Nancy Ruth talks pay equity and committees

I had a chance to talk to Conservative Senator Nancy Ruth this morning, and we talked about the new session of Parliament, and some of the goings on. As the Senator is a major feminist philanthropist and advocate on women's issues, I thought I'd get her take on the contentious issue in the budget around pay equity for women, which the Opposition tends to decry as an "insult to women."

Q: There’s a lot of talk in this budget about the provision around pay equity, and I’m wondering what your perspective is on that, being as women’s issues are your big championing points?
A: What’s been happening, as I understand it, is that the unions have negotiated their deals, and then they go out for pay equity using the court system, and it has been a very slow, and it’s terribly expensive on everybody’s part, and I think the question the government asked is why aren’t the unions doing this when they’re negotiating wages? Why are they leaving women out in that sense? And they would like to see a more efficacious and efficient way to do it, so that’s why they’ve done it. It’s not that they don’t know it’s an issue. But these pay equity issues have been around for decades now – twenty, thirty years. And every government’s had to deal with it in one way or the other, and it has not yet been dealt with, and this is the Conservatives are going to attempt to do it, to make it negotiated through the union agreements.
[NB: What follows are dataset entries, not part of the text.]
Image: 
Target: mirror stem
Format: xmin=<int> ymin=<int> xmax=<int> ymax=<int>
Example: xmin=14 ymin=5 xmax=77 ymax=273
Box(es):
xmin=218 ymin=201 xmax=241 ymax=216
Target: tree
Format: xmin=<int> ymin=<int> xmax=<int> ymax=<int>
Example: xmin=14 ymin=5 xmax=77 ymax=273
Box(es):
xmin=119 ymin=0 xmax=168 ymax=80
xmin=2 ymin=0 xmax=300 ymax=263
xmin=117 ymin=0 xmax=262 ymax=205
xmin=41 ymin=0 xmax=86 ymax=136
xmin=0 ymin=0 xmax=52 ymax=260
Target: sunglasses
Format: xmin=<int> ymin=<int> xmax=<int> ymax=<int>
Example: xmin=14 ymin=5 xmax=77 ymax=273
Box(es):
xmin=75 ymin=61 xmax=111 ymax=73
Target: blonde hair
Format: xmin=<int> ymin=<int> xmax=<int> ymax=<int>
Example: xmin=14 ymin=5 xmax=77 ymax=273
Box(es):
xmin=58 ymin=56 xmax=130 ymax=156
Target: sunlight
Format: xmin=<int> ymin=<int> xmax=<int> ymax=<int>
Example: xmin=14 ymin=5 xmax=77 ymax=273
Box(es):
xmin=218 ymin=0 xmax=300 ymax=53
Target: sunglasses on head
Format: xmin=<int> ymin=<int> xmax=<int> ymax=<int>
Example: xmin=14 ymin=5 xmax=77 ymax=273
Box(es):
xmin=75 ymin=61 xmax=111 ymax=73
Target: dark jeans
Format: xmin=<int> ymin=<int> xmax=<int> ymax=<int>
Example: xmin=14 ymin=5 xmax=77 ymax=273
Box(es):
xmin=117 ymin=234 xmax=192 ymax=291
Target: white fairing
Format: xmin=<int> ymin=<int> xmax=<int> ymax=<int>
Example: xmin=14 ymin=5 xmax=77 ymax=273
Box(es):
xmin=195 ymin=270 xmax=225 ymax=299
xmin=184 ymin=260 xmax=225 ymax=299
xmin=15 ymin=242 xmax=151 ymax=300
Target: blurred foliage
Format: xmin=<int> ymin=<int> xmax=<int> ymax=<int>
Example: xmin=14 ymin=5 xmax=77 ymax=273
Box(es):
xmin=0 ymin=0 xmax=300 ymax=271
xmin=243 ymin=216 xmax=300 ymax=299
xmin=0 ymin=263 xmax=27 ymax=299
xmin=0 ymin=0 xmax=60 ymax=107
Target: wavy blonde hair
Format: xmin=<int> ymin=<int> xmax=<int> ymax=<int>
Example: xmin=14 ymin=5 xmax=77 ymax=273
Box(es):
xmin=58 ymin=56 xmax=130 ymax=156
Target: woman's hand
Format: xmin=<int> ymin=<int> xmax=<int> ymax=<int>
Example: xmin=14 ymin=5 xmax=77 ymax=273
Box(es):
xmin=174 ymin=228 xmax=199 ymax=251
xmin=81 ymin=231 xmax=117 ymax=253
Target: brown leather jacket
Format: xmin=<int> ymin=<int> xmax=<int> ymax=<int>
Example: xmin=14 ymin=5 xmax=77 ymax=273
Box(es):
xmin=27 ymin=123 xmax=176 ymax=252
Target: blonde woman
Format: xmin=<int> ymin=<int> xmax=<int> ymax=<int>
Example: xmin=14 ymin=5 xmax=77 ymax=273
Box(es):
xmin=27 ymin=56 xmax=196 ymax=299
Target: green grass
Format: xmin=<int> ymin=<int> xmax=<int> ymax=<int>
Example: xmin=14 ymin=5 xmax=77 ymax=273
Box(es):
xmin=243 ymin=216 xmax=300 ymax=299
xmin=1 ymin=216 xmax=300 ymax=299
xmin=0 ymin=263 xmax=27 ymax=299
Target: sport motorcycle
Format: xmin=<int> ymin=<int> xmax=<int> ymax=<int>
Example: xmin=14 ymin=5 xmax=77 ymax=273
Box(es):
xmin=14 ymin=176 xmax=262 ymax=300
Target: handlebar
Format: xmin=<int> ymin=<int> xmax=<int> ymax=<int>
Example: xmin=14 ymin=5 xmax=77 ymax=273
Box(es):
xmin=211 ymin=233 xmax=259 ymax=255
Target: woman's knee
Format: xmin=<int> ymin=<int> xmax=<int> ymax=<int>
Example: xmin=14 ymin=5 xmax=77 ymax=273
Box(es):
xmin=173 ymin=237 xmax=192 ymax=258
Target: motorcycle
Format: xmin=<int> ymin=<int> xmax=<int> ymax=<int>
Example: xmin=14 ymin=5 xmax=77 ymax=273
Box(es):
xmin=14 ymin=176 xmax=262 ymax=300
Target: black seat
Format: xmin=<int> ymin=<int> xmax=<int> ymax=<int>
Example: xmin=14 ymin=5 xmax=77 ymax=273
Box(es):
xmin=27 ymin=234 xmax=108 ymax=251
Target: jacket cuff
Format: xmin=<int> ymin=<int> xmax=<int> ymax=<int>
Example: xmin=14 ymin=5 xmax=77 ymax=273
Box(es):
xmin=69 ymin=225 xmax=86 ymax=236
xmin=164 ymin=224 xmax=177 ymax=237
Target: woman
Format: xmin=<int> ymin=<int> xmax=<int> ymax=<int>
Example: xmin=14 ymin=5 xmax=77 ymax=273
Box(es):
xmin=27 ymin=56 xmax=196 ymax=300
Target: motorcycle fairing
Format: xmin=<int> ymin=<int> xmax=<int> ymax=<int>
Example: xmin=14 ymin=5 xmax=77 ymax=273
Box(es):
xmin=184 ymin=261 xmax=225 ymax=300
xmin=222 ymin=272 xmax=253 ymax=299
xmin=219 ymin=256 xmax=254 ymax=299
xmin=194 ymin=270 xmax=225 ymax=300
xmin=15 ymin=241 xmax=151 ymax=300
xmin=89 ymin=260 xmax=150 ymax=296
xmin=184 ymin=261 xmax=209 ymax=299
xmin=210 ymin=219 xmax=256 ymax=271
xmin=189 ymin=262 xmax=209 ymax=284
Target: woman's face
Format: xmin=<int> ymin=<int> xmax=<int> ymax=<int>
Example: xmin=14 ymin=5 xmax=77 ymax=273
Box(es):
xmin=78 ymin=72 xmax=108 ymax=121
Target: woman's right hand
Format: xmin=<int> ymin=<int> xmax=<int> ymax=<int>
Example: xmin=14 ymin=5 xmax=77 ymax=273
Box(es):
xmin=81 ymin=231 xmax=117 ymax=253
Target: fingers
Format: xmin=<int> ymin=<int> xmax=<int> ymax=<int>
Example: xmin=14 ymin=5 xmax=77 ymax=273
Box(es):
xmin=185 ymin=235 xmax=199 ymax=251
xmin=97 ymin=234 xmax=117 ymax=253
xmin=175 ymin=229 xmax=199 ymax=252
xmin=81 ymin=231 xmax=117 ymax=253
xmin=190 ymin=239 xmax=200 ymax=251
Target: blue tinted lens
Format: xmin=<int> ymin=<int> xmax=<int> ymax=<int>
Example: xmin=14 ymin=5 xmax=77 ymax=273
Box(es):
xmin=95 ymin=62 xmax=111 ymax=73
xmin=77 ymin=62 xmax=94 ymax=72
Q: I know they’ve been pointing to precedent in I believe it’s Manitoba and Ontario, where they had legislation brought in, in those provinces, and I’m just wondering how that stacks up, and if you’ve seen the draft legislation they’re proposing to do?
The answer is no and no, and no. But I’m glad to know about it. When I deal with women’s issues, it tends to be more about poverty – the ones who don’t have jobs, rather than pay equity.

Q: What committees are you on this session?
A: Don’t know yet.

Q: You got eighteen new senators, so that should make things easier on your workload.
A: I hope so. Well it’ll also make better quality work, because I had five committees last year and you just ran, and you didn’t have time to study and brief yourself, so it’ll be better.

Q: Which ones are you hoping you’ll stay on?
A: Finance and Social Affairs. We’re making a deal about who’s going to chair Internal Economy. It usually goes to the party in power, and the Liberals don’t want to turn it over. I think they’re afraid of cuts – I don’t know what they’re afraid of, we haven’t said anything. But they’re just being stubborn and it’s foolish because they will be government within a decade, say, so they’ll get it back, who cares. I mean everybody know that they’re got to be slimming and trimming.

Q: Even the Liberals will admit that.
A: So we’re going to have votes on it in the Senate. Evidently half the Liberals are ‘sure, let them have it,’ and the other half is like ‘No way! We want a written agreement that when we’re back in power, we’ll get that.’ God, I hate those silly games. So there will be no committees until that’s dealt with, which is too bad.